Aircraft manufacturing heavyweight Boeing Co. has been caught in a firestorm of controversy, pulled between unions and politicians, for a decision to open a non-union plant in Charleston, SC, a move that landed the company in hot water with the National Labor Relations Board and now has ensnared President Obama's nominee to head the Commerce Department.

Sen. Lindsey Graham, R-SC, announced Monday that he will oppose the nomination of John Bryson, also a member of Boeing's board of directors since 1995, until the president voices support for the aircraft manufacturer.

The senator said he wants Obama to "tell the country we think Boeing's a good, ethical company, and they've done nothing wrong," according to the senator's spokesman, Kevin Bishop. Graham made the comments to a Mauldin Chamber of Commerce luncheon.

Boeing is the subject of a hearing Tuesday in Seattle, Wash., for its move to South Carolina, a "right-to-work" state, after it had already begun work on the 787 Dreamliner commercial airplane in Everett, Wash., site of all wide-body plane work for the company since its inception. The move, announced in 2008, angered the Machinists Union in Everett, who had been on strike for two months, and the union filed suit.

The National Labor Relations Board looked into the complaint and later accused Boeing of violating workers' rights.

It's a legal dispute that could last years and make it all the way to the Supreme Court, but Graham feels the president could step in and assist the company now.
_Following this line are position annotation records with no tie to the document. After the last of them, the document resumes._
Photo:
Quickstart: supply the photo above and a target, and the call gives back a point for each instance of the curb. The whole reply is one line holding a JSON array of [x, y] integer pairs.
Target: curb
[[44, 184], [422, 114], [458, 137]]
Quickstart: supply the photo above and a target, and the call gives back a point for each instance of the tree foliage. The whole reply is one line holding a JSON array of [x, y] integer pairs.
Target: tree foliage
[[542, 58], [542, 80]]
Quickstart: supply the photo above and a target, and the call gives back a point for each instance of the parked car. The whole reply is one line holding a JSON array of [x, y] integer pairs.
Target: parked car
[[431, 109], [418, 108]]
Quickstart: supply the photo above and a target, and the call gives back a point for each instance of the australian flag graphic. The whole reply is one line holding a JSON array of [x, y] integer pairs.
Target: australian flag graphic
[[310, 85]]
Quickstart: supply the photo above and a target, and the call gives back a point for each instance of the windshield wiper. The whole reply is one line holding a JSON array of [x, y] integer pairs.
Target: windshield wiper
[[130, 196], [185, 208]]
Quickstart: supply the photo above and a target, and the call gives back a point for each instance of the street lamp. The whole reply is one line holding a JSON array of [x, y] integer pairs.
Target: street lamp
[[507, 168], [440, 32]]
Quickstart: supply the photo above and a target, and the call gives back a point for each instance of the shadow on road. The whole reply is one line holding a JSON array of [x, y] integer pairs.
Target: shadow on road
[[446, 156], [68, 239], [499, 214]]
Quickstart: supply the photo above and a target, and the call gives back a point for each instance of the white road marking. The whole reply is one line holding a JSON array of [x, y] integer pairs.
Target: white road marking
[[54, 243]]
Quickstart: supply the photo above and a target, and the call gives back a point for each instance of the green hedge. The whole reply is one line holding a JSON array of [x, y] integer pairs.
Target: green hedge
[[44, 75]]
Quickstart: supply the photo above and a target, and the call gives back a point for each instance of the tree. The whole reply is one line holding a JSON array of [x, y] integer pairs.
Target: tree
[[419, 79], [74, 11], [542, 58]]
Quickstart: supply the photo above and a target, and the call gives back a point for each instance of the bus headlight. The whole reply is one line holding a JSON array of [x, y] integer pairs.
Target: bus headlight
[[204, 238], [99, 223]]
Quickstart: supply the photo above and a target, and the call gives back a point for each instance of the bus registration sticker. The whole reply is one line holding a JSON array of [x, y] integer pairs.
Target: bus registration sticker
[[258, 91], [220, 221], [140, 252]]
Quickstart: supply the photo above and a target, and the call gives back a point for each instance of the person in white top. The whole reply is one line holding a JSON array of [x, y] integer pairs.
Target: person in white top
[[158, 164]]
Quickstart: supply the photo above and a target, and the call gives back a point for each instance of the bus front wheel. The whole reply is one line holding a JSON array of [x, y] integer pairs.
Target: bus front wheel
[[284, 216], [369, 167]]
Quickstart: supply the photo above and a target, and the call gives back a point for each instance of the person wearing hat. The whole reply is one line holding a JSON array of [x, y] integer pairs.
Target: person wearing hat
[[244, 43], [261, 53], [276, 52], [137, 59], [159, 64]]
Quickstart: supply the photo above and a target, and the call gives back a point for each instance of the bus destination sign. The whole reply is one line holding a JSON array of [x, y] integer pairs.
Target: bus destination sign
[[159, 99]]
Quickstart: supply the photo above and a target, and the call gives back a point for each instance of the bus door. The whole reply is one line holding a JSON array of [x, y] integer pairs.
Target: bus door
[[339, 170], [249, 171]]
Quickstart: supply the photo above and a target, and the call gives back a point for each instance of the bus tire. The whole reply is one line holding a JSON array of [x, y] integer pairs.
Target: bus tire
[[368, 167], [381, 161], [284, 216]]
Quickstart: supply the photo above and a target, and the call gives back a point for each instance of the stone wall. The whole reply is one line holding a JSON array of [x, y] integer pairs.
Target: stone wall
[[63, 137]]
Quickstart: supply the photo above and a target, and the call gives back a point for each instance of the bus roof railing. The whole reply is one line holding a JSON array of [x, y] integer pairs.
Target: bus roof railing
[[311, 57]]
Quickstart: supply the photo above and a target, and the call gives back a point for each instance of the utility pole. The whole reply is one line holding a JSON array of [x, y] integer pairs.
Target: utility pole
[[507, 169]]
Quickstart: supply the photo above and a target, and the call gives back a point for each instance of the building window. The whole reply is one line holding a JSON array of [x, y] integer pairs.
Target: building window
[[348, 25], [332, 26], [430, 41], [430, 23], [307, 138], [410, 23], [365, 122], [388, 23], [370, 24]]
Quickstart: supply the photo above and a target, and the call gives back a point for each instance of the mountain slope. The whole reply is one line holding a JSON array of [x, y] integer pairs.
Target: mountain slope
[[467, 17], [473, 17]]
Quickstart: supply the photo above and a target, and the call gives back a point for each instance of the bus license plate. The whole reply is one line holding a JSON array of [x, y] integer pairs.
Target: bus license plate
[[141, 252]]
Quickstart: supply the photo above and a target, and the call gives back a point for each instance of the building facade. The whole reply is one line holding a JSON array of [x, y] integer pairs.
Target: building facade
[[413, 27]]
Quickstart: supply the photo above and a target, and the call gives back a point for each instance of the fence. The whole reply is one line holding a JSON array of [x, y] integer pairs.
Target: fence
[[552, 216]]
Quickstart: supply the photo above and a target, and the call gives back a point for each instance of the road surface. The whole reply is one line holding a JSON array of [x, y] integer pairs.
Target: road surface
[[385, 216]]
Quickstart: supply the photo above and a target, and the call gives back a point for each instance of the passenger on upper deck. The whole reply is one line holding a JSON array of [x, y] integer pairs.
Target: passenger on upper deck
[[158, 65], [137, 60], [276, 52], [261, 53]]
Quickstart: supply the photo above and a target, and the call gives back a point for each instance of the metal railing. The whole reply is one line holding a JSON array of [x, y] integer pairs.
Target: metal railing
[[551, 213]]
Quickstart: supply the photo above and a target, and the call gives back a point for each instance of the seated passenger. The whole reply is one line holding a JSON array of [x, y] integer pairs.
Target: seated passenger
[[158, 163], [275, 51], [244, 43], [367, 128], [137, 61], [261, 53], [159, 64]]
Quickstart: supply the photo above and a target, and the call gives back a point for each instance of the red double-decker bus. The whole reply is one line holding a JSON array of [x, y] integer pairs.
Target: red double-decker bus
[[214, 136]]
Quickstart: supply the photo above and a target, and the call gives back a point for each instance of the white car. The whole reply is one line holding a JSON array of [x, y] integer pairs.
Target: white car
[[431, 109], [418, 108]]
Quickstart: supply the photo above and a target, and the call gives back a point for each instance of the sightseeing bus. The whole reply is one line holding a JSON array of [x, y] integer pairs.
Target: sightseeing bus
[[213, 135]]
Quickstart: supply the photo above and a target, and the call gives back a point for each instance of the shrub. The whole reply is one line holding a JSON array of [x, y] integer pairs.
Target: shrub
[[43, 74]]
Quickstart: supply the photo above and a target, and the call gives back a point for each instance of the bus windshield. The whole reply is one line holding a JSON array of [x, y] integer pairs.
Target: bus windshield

Graham, who has legislation to allow states to opt for "right to work" status, has frequently pushed Obama to get involved, citing his Administration's connections to Boeing as reason enough. Current White House chief of staff William Daley was on Boeing's board of directors with Bryson when the decision on the South Carolina plant was made; and Obama's export council chief, Jim McNerney, is Boeing's president and CEO.

The Bryson nomination enjoys little support in the GOP, the Graham blockade aside. Sen. John Barrasso, R-Wyo., has led the charge against the man the senator has called "an environmental extremist." Bryson co-founded the National Resources Defense Council, an environmental group.

As well, 44 GOP senators recently penned a letter to Senate Majority Leader Harry Reid, D-Nev., announcing opposition to the nomination until President Obama sends up both the Panama and Colombia free trade agreements, and promises to sign the accompanying implementation language. Likewise, that dispute is rooted in a disagreement over workers' rights.